Some historical pardons Neyfakh points out are:
· 1800: Thomas Jefferson pardoned individuals convicted under the Alien and Sedition Act, which he considered unconstitutional
· 1919: Woodrow Wilson pardoned 500 people convicted under liquor laws, to signal his opposition to Prohibition
· 1960s: John F. Kennedy and Lyndon Johnson reduced the sentences of more than 200 drug offenders convicted under mandatory minimum sentences in the 1956 Narcotics and Control Act
In each of these cases, the president used his pardon power to send a clear policy message that a law was unjust. Each of the laws above was later repealed. Neyfakh comments that in his second term “President Obama could use [pardons] in a similarly principled way, highlighting whole categories of individuals whose lives have been ruined by policies he sees as unjust or unduly harsh—injecting urgency into, say, the national debate over mass incarceration or the disproportionate impact of drug laws on minorities.”

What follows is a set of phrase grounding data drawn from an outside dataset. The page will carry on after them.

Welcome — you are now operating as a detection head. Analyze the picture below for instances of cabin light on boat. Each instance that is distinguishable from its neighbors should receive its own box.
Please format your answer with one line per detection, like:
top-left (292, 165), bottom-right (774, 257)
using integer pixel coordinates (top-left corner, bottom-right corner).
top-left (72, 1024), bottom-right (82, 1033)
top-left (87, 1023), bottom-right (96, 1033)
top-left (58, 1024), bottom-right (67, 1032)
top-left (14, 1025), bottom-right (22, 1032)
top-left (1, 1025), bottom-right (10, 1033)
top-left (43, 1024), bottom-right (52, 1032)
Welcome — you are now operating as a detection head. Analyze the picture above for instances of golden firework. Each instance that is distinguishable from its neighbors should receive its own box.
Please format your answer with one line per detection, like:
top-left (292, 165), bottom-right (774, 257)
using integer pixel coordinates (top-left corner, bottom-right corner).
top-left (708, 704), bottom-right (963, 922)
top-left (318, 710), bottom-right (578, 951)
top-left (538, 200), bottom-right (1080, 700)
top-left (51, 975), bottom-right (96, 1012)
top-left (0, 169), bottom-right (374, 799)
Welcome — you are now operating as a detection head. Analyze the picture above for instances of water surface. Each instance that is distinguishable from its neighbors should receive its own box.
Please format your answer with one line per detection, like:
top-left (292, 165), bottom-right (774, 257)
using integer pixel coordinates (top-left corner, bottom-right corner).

On the state level, we here in Illinois saw the pardon used in such a way not too long ago. In 2003, Governor George Ryan commuted the death sentences of everyone on or waiting to be sent to death row in Illinois. The blanket act affected 167 individuals, who were issued life sentences instead. Ryan saw it important to act to avoid any possibility for a mistaken execution. (13 wrongly convicted death row inmates had recently been exonerated.) Obama was an Illinois State Senator during this time and is no doubt familiar with these pardons. Only time will tell if Obama chooses to use his pardon power in a similar way before he leaves office.